Seminargründung und erster Lehrstuhl
Der Lehrstuhl für Slavische Philologie wurde mit der Berufung von Peter Brang aus Bonn auf Beginn des Sommersemesters 1961 geschaffen. Gleichzeitig mit der Berufung wurde auch das Slavische Seminar gegründet. Brang vertrat zunächst das gesamte Fach, bis 1974 ein gesonderter Lehrstuhl für Slavische Sprachwissenschaft eingerichtet wurde, auf den man Robert Zett berief. Der kontinuierliche Ausbau des Seminars bedeutete auch die Schaffung von Assistenzstellen und den Ausbau der Administration in den 60er und 70er Jahren.
Das Slavische Seminar hatte verschiedene Standorte in Zürich, bevor es im Herbst 1981 die Seminarräume an der Plattenstrasse 43 bezog.
Das Seminar 1990-2009
Als Nachfolger von Peter Brang wurde 1991 Jochen-Ulrich Peters auf den Lehrstuhl für Slavische Philologie gewählt. Er hatte in Berlin promoviert und mit einer Abhandlung zu Kunst als organisierte Erfahrung (über Kunsttheorie, Literaturkritik und Kulturpolitik) habilitiert. Sein Interesse galt unter anderem der Russischen Satire im 20. Jahrhundert und dem Zusammenhang zwischen diesem literarischen Genre und der gesellschaftlich-sozialen Realität. Peters hat sich insbesondere auch mit Majakovskij befasst (Poesie und Revolution, 1979) sowie mit der Dichtung von Anna Achmatova.
Robert Zetts Nachfolge trat nach einer zweijährigen Vakanz 1993 Daniel Weiss an. Er hatte 1975 in Zürich mit einer Studie zu Syntax und Semantik polnischer Partizipialkonstruktionen im Rahmen einer generativ-transformationellen Sprachbeschreibung promoviert. Für seine weitere Entwicklung war der Postdoc-Aufenthalt in Moskau 1976 massgebend, der zu intensiven wissenschaftlichen und persönlichen Kontakten mit den führenden Vertretern der sogenannten Moskauer Semantischen Schule führte. Weiss' Schwerpunkt lag zunächst vorwiegend im Bereich der Textlinguistik (Grammatik des Textverweises, Satzkonnexion). Ab Mitte der 1980er Jahre galt sein Interesse zunehmend der Sprache der Politik im Realen Sozialismus. Daraus ging ein interdisziplinär orientiertes, aber linguistisch zentriertes SNF-Forschungsprojekt hervor ("Zur Geschichte der verbalen Propaganda im Realen Sozialismus", 1996-2001).

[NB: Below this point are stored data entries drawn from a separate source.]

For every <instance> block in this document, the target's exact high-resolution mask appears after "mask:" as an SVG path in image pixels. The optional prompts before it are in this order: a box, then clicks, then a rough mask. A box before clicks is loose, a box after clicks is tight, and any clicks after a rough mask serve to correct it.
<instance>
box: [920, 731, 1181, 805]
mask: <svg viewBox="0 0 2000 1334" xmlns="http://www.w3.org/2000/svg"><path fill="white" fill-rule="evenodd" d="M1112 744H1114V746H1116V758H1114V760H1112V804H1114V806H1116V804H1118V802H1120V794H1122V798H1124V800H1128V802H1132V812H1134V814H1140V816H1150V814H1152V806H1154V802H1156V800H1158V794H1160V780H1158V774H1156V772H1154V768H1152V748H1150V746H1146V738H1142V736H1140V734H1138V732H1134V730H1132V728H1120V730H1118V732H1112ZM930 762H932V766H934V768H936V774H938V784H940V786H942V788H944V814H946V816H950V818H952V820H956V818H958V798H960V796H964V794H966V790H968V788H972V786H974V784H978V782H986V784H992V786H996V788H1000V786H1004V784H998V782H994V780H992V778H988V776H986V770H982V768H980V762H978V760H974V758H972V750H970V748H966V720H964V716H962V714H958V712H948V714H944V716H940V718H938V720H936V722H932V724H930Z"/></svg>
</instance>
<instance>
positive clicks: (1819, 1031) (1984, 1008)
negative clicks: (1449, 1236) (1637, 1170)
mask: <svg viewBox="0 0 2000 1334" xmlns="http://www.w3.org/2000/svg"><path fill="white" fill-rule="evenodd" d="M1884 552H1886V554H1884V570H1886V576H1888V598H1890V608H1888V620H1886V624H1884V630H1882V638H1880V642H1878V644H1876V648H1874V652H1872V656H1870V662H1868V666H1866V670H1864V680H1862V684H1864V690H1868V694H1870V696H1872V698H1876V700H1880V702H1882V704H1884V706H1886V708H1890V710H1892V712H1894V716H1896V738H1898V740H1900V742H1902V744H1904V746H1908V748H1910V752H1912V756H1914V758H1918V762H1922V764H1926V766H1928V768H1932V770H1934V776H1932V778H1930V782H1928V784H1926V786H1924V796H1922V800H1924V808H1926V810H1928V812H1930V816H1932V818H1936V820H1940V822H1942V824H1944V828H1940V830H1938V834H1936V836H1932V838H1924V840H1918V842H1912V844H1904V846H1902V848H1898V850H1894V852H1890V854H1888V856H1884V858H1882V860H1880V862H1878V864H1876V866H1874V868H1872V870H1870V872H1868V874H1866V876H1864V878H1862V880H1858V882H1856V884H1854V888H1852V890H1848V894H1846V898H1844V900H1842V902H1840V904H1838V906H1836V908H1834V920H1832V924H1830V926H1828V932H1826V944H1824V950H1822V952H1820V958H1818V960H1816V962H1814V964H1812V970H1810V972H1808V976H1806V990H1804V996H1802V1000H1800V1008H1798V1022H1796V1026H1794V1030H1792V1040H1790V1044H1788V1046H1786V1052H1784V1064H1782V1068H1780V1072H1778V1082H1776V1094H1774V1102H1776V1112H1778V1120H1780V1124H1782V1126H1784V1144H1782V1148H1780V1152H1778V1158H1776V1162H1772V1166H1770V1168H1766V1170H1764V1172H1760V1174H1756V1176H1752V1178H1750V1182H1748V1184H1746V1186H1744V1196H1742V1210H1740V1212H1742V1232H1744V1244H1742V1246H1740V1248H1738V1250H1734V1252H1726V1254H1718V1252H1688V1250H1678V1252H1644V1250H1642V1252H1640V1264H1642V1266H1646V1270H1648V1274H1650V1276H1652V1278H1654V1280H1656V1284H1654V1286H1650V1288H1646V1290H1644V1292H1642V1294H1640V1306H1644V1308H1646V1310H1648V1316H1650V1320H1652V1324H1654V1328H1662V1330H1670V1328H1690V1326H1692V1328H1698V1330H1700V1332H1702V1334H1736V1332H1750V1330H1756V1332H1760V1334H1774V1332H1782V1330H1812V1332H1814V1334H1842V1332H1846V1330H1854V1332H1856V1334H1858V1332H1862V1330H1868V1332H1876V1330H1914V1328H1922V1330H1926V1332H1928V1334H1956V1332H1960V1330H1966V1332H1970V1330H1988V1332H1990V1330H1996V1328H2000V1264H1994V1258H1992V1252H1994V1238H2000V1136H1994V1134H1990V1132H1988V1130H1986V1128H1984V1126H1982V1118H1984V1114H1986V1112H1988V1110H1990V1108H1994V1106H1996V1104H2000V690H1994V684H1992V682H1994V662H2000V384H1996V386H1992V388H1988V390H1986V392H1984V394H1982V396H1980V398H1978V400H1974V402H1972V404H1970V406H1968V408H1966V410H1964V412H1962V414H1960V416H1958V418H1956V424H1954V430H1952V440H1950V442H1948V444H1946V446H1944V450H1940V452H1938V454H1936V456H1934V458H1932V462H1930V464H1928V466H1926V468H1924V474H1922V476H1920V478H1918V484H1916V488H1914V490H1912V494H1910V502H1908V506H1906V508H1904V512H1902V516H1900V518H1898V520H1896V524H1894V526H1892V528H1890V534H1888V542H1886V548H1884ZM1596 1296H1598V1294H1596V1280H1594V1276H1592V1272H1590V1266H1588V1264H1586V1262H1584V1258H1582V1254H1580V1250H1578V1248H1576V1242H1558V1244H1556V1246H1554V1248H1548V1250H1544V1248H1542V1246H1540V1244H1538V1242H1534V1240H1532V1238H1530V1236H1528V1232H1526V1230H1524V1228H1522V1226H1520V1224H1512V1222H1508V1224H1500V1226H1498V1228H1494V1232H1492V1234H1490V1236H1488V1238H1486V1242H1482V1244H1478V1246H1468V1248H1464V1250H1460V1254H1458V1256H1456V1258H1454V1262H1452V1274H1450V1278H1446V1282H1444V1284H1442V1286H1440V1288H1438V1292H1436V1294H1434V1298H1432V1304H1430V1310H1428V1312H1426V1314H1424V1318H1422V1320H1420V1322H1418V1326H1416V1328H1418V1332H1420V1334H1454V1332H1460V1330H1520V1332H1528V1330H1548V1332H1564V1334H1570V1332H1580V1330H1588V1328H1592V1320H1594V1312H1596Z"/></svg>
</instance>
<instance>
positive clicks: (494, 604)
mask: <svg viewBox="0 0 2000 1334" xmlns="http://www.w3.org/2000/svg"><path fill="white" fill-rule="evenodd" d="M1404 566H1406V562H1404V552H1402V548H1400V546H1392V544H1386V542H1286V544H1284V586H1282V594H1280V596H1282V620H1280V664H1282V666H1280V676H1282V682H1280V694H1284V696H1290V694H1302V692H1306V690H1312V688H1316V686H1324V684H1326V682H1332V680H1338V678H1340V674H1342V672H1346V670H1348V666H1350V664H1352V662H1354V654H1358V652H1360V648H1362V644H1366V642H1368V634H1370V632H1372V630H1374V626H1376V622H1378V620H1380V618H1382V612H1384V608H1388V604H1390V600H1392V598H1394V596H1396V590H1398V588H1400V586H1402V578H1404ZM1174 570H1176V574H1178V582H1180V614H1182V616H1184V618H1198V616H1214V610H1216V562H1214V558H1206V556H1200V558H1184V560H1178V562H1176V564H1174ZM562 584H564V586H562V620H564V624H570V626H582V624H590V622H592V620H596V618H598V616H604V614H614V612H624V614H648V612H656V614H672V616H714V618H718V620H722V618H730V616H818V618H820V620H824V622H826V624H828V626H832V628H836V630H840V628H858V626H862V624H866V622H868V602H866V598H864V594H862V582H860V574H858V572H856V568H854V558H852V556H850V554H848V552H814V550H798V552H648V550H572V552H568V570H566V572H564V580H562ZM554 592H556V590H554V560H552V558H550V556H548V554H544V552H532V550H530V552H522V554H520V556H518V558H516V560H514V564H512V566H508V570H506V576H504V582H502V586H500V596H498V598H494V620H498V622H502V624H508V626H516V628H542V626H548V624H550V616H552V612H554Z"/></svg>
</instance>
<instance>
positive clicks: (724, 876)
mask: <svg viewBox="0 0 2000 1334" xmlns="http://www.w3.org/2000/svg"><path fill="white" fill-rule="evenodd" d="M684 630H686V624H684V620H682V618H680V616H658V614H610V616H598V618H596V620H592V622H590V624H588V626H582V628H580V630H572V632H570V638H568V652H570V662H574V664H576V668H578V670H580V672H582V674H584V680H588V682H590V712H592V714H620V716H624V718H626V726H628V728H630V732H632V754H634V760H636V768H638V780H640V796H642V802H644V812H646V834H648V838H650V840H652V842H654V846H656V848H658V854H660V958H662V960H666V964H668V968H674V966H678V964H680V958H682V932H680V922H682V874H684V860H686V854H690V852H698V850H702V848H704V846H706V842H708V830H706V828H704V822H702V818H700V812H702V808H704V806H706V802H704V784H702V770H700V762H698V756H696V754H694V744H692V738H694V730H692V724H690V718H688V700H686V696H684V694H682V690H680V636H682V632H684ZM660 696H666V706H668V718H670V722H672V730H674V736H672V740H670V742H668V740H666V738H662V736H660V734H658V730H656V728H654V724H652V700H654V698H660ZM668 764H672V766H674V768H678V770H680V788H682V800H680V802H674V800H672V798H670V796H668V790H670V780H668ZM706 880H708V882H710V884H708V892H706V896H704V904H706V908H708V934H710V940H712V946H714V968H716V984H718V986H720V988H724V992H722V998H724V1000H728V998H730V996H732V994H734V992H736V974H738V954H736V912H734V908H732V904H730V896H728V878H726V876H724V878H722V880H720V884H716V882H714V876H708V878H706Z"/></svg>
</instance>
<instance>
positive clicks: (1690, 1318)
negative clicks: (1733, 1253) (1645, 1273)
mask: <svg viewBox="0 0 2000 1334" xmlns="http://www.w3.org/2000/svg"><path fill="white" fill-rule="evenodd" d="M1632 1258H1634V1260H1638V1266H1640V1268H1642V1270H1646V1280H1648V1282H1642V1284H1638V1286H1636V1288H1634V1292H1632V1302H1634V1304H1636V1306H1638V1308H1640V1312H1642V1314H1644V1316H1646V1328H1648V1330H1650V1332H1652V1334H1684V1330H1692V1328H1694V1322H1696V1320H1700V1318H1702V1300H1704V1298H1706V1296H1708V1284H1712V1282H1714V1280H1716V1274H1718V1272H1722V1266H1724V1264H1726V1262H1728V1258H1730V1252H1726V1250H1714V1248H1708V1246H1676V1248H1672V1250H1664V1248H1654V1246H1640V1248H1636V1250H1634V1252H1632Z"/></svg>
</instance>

Weiss beschäftigte sich im Zusammenhang mit einem von der EU finanzierten transnationalen Forschungsprojekt zudem mit dem Thema "Nahrung in der Sowjetwerbung und –propaganda". Daneben verfolgte er weitere Schwerpunkte, insbesondere die typologische und kontrastive Charakterisierung des modernen Russischen und Polnischen, Einzelfallstudien in lexikalischer Semantik, formale Sprachmodelle, zeitweilig auch Sprache und Sexus. Zuletzt leitete er ein weiteres SNF-Projekt zur politischen Kommunikation in Polen, Russland und Tschechien Implizite Strategien in der heutigen politischen Kommunikation Russlands, Polens und Tschechiens, SNF 2012-2017).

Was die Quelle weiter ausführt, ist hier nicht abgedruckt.